AH231 - Art in the Global Early Modern Era
This course examines art produced in the Early Modern era (roughly 1450-1800) across a global range of nations and societies. The Early Modern period encompasses a time of cataclysmic social, religious, scientific and technological change, enhanced by new international commercial and information networks, disparate economic and religious systems, constant political and military conflicts, widespread oppression and genocide, and the rise of radical intellectual and artistic movements. The course incorporates case studies in a wide range of art and cultures (such as Chinese, Persian, Ottoman, African, European, and Central and South American art). Topics for investigation include how art, artists, patrons, and audiences in these historical empires interrogated notions of reality; cosmologies and planetarity; ancient canons; religious devotion; eroticism and death; individualism and issues of class, status, gender, and race; politics and power; and the role of the artist, among others. The course presents art in a comparative transnational and cross-cultural context, while also interrogating larger (art)historical frameworks of colonialism, modernity, markets, and Eurocentricity. Meets the Critical Learning: AIM requirement. Meets the Critical Learning: HP requirement. Meets the Writing in the Discipline requirement. (Not offered 2024-25).

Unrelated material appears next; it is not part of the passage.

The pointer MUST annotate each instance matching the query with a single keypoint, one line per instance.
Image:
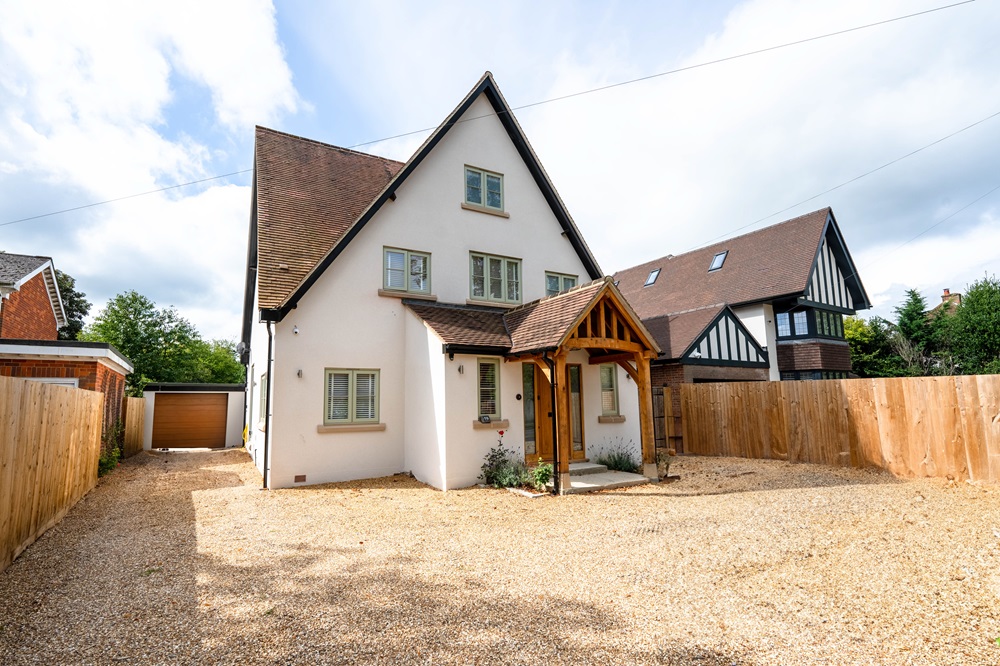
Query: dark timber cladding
(189, 420)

Degree requirement — Critical Learning: AIM, Critical Learning: HP, Writing in the Discipline
1 unit
Previously Featured Offering
This class examines the innovative art and architecture made for the major courts of 17th-century Europe. In this century of remarkably varied artistic production, paradoxes abounded. Illusion competed with classicism; seriousness of purpose gave way to painted jokes; and artistic identity clashed with political authority. More than ever before, artists explored the dramatic and expressive possibilities of art in this turbulent period. Like today’s artists, Baroque masters struggled to identify and convey a heightened awareness of the complex relationship of an individual to a multivalent reality that resists concrete definition.

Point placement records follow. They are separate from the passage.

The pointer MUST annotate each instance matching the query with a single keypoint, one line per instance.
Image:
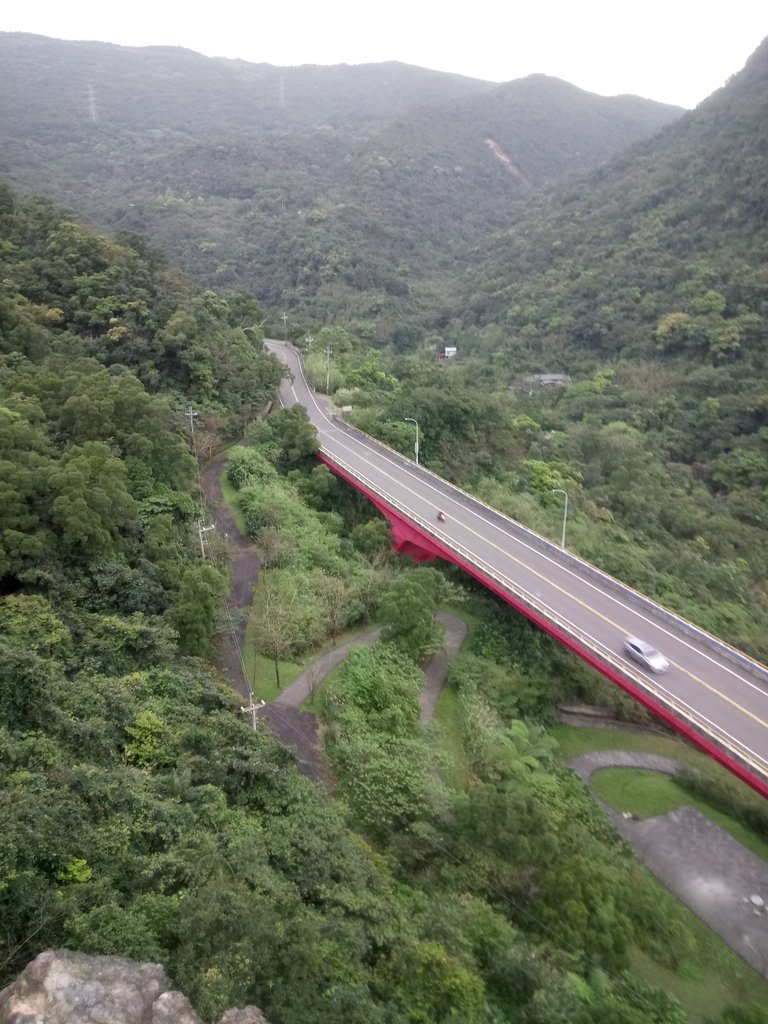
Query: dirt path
(717, 878)
(293, 726)
(245, 573)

The students in AH231 will not only study the art history of the 17th century, but also work on a show entitled “Strange Beauty: Baroque Sensibilities in Contemporary Art” which will open in the IDEA Space on December 6. The exhibition features works by contemporary artists such as Jimmy Baker, Liza Lou, Andres Serrano, Cindy Sherman, Kehinde Wiley, and Sherrie Wolf. With these objects, which uncover connections between Baroque and contemporary experience, students will enter the dynamic territory of museum studies. Their task, simply put, is to make the living legacy of art history in contemporary art understandable, and vital, to today’s viewing public.
No offerings are currently scheduled.